Petani jagung Kegiatan menanam jagung yang dilakukan oleh masyarakat di sejumlah wilayah di Kabupaten Bima, marak terjadi pada beberapa tahun terakhir ini. hasilnya pun cukup menggiurkan. Per kwintal di hargai rata Rp300 ribu. Per satu musimnya, para petani bisa mendapatkan uang yang lumayan besar dari hasil pemanenan jagung. Dan kini, tak heran kalau jagung menjadi incaran para pengusaha. Ditengah kegembiraan para petani jagung atas hasil yang diperolehnya tersebut, kini justeru dihadapkan persoalan yang sangat serius, bahkan mengancam akan melahirkan resistensi besar. 

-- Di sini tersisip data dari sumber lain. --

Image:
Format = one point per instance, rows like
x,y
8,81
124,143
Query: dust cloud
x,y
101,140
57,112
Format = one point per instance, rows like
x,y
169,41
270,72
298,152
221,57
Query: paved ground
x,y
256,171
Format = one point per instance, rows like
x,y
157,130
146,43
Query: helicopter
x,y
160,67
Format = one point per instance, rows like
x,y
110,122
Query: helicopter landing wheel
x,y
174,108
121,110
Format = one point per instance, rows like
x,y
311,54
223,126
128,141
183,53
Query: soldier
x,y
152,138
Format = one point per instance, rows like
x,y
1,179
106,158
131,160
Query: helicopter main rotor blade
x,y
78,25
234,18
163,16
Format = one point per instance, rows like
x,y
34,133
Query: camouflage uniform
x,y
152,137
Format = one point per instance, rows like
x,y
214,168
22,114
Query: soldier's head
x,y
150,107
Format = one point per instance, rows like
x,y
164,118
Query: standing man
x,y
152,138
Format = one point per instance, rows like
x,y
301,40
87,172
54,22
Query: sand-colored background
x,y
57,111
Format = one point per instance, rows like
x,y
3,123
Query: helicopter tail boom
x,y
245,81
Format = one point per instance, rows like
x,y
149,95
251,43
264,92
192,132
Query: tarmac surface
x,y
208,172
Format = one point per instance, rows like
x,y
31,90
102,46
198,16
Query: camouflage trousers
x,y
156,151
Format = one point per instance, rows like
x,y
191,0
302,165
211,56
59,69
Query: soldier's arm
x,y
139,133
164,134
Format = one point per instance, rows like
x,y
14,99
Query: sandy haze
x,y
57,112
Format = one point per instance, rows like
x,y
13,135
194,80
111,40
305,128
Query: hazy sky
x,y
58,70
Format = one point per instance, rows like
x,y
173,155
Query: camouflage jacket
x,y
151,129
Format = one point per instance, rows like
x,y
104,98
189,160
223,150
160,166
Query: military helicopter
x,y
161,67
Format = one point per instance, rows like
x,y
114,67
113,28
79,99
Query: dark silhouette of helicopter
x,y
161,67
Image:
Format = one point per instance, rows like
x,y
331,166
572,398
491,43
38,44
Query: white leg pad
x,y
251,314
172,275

Maksudnya, kalau tahun sebelumnya para petani memperoleh bibit jagung 15 Kg per anggota keluarga, tahun ini jatahnya justeru sangat menurun. Yakni, 5 Kg per anggota keluarga. Kebijakan pemerintah tersebut, kini mulai marak dikeluhkan oleh para petani jagung khususnya di Kabupaten Bima. Sementara luas lahan yang dimiliki oleh para petani jagung tersebut, masing-masing minimal 1 hektar. Dan, jumlah petani jagung di sejumlah Desa di Kabupaten Bimamencapai hampir puluhan ribu orang. Puluhan orang tersebut, dibagi menjadi beberapa kelompok per Desa. Kades Kala, Kecamatan Donggo-Kabupaten Bima Hazairin H. Ibrahim S.Sos-mengungkap keluhannya terkait pengurangan jatah bibit jagung oleh pemerintah tersebut. menurutnya, berdampak kepada kian tajamnya keluhan para petani. “Musim sebelumnya, kami mendapat bibit dari pemerintah sebanyak 6 ton untuk Desa Kala. 

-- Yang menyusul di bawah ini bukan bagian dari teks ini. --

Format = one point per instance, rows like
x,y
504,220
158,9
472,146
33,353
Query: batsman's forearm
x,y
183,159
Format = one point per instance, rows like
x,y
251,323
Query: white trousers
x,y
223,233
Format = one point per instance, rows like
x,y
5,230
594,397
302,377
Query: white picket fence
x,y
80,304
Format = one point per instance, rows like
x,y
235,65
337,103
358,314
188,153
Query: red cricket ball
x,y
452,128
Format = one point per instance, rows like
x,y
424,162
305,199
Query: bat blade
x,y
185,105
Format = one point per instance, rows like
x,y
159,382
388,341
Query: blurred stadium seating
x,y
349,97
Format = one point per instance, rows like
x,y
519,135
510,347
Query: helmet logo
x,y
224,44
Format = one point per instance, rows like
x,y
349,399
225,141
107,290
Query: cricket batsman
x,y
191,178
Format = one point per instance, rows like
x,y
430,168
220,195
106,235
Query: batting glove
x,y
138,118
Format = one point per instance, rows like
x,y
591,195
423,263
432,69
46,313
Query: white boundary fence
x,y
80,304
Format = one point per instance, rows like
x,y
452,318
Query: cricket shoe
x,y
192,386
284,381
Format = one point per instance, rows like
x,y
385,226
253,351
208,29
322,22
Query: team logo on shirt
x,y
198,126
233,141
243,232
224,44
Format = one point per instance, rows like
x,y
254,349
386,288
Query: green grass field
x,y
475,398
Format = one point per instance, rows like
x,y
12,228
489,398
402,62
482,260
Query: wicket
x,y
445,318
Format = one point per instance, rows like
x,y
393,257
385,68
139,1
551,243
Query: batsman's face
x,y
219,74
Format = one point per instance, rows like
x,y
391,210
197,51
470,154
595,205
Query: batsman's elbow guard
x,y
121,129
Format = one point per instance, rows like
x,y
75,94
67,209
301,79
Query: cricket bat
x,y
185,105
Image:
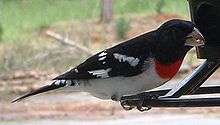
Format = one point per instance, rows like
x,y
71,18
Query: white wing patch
x,y
123,58
103,73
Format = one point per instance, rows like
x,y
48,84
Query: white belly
x,y
119,86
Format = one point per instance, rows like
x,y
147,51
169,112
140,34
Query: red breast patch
x,y
168,70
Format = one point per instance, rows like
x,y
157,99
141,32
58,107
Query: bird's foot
x,y
129,104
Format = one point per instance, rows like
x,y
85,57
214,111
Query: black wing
x,y
125,59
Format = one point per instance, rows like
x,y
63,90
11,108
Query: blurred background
x,y
40,39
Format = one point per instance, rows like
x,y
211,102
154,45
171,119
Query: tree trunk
x,y
106,10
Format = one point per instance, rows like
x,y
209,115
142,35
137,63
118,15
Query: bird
x,y
136,65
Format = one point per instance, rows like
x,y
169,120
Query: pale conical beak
x,y
195,38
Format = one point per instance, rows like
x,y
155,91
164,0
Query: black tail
x,y
46,88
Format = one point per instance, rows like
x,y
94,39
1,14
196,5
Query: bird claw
x,y
131,104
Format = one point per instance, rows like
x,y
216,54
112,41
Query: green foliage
x,y
122,27
1,32
21,17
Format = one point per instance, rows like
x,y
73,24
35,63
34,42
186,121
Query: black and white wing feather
x,y
125,59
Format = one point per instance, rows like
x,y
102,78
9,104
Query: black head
x,y
174,39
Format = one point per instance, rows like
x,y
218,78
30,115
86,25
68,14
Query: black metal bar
x,y
176,102
191,83
201,90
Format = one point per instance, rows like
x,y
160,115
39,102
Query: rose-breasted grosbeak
x,y
136,65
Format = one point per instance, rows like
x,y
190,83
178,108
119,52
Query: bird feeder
x,y
206,15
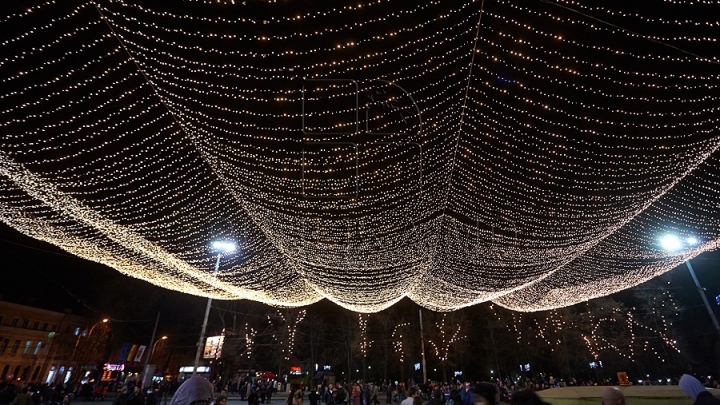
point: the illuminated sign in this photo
(114, 367)
(213, 347)
(201, 369)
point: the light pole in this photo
(673, 243)
(221, 247)
(155, 344)
(77, 342)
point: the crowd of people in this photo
(200, 391)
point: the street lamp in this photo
(146, 369)
(673, 243)
(81, 334)
(152, 350)
(76, 371)
(221, 247)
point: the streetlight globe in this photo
(670, 242)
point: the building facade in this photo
(37, 345)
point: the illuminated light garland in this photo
(365, 344)
(539, 154)
(446, 338)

Tetapi, kini justeru turun menjadi 2,5 ton,” jelasnya. Dari jumlah itu ujarnya, dibagi secara merata kepada masing-masing anggota keluarga (petani jagung). “Per anggota anggota keluarga, hanya menerima 5 Kg. Dan, bibit tersebut sudah dibagikan semua kepada para petani jagung yang ada di Desa Kala. Pembagiannya dilakukan kemarin,” terangnya. Sedangkan luas lahan di Desa Kala yang dipergunakan untuk penanaman jagung adalah 500 hektar. Sementara bibit yang telah dibagikan itu, hanya cukup ditanam diatas lahan yang luasnya tidak sampai 0,5 hektar. “Oleh karenanya, kami mendesak pemerintah untuk menambah bibit jagu, mengingat lahan yang masih tersisa itu sangat luas. Sebaliknya, maka lahan yang biasa ditanami jagung tersebut akan nganggur,” imbuhnya. Keluhan yang sama ungkapnya, bukan saja terjadi di Desa Kala. 

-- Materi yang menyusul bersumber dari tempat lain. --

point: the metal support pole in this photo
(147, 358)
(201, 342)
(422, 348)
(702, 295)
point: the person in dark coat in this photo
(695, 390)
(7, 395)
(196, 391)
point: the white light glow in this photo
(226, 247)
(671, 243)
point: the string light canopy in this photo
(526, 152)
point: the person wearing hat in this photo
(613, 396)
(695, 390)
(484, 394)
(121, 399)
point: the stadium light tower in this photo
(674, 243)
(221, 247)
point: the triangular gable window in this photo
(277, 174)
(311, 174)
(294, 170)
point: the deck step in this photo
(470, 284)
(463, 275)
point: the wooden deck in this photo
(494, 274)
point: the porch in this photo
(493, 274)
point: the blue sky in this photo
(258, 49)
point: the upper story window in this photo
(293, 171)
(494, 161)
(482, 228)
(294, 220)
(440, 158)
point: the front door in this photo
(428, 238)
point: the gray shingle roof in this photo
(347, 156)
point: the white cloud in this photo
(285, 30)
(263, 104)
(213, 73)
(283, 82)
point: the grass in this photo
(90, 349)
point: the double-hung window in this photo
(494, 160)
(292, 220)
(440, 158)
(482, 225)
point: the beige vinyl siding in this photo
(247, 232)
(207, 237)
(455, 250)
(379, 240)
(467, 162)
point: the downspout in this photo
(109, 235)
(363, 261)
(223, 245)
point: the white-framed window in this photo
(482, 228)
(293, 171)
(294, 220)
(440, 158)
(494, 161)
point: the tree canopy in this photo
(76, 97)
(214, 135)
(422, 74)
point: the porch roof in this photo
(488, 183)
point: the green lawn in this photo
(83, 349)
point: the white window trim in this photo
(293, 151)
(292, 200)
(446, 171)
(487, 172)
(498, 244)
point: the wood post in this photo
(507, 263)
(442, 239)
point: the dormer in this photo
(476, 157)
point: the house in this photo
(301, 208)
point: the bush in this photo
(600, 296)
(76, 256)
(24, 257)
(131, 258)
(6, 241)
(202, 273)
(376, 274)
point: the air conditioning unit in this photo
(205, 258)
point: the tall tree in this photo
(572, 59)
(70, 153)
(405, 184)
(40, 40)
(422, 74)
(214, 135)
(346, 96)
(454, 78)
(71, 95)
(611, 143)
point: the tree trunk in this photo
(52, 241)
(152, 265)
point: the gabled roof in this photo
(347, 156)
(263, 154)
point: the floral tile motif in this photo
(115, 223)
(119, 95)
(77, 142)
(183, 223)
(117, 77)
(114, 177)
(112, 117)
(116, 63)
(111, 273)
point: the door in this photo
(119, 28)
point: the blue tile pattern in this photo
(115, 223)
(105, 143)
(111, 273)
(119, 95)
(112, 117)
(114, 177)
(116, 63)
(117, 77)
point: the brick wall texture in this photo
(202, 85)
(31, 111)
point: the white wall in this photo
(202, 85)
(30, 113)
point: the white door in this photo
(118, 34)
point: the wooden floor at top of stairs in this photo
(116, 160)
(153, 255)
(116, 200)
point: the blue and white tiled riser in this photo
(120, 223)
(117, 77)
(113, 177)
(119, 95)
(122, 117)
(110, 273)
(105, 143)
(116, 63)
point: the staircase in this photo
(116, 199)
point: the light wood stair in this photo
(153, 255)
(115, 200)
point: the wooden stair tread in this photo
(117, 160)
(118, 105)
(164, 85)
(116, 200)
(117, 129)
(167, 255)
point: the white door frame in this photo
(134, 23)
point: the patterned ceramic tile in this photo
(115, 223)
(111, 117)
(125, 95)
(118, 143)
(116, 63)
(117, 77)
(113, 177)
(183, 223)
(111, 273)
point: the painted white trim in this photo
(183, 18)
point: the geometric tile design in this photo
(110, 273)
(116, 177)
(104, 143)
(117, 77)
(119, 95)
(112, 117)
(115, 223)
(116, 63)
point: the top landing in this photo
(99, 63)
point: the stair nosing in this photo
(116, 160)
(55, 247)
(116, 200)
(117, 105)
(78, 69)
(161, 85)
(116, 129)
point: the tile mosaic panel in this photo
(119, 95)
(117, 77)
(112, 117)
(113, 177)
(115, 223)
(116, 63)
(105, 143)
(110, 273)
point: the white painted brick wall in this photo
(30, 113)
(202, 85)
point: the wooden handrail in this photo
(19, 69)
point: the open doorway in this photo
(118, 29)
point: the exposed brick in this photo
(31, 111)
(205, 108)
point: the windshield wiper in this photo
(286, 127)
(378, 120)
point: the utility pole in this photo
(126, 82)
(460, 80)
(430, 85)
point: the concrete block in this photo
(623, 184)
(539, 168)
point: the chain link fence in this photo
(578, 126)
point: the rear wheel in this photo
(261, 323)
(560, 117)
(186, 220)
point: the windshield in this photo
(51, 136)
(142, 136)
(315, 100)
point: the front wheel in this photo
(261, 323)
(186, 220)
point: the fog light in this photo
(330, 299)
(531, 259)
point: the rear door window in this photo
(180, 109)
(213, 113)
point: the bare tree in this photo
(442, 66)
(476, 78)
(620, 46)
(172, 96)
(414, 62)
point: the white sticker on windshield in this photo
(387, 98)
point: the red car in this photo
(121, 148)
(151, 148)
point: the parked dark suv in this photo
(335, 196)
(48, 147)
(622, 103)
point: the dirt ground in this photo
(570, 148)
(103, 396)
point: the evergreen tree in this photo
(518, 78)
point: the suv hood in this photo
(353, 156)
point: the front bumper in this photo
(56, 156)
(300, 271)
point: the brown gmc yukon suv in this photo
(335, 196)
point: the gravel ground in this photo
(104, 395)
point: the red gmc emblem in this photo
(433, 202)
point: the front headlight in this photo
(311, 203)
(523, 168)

Tetapi, juga menimpa Desa-Desa lain, khususnya di Kecamatan Donggo dan Sorimandi. Jagung diakuinya sebagai sumber mata pencaharian utama bagi warga di Donggo maupun di Sortomandi, pada beberapa tahun terakhir ini. Pasalnya, dalam beberapa tahun terakhir, di dua Kecamatan itu kerap ditimpa oleh gagal panen lantaran curah hujan yang tidak menentu. “Sekali lagi, kalau tidak ada penambahan bibit jagung sesuai harapan tersebut, maka akan menjamin semakin banyaknya anak-anak yang putus sekolah, mulai dari SMP hingga perguruan tinggi. Karena, jagung merupakan satu-satunya tumpuan harapan di dua Kecamatan ini,” pintanya. “Semoga nurani pemerintah terketuk,” pungkasnya.